Chaque fois qu'un artiste prend le pinceau, j'imagine qu'il se demande quoi peindre pour être pertinent, efficace et donner au monde une œuvre forte qui n'ajoute pas à la confusion du monde une image de plus. Car, vraiment, il est inutile de donner au regard des millions de spectateurs, de la décoration picturale qui n'a aucun sens, ni volonté d'être subversive, sinon de faire travailler l'esprit. C'est vrai, regardeur attentif de la production artistique mondiale, je ne comprends pas pourquoi des artistes irréfléchis nous abreuvent, d'images étalant la vacuité de leur projet, et la méconnaissance de l'histoire de l'art ; à se demander si ces techniciens de la couleur pensent, et ont de la déontologie.

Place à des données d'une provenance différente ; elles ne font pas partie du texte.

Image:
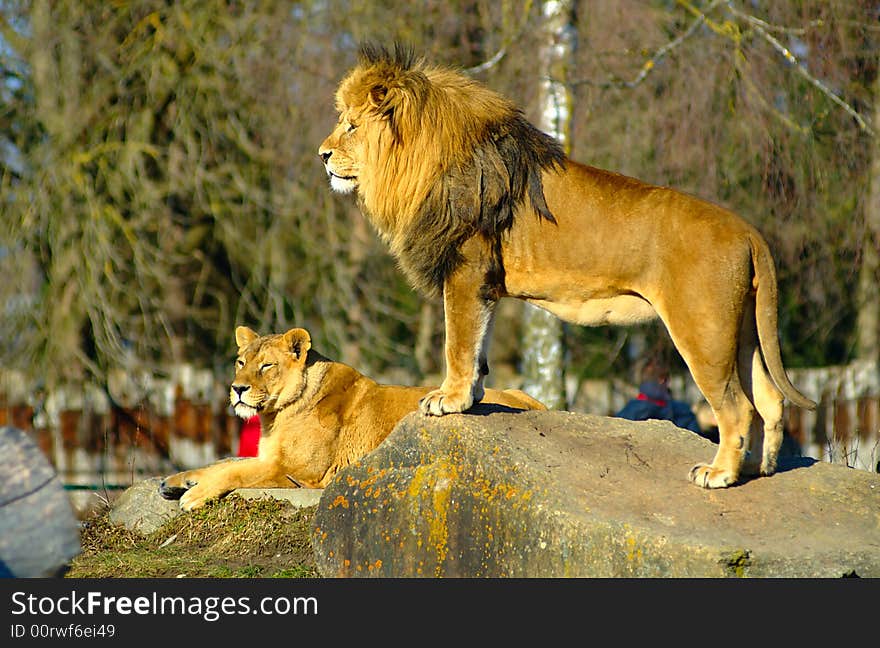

Est-ce que l'art, la création doit se borner à "produire" une œuvre esthétique ? Qui s'adapte au design, aux couleurs d'un salon, d'une chambre à coucher ? Bien évidemment que non. Je connais maints véritables collectionneurs qui n'ont pas hésité à vider les murs d'une pièce pour accrocher une œuvre, ou bien, qui ont acheter un lieu tel un écrin pour accueillir des œuvres qu'ils avaient patiemment achetées au fil des ans. Les œuvres étaient peut-être trop fortes pour les voir au réveil le matin, ou pendant un diner entre amis. Quoique un collectionneur parisien, je me rappelle, avait invité des connaissances à un festin pour montrer son dernier achat. L'œuvre était simplement accrochée au mur, et lui, étalait sa joie d'avoir pu l'acquérir. L'œuvre était puissante, et ne pouvait satisfaire une unique envie décorative, mais devait à n'en pas douter le réveiller, le questionner, ne pas le laisser tranquille, le saisir d'effroi parfois quand sa vie professionnelle réussie aurait pu le contenter.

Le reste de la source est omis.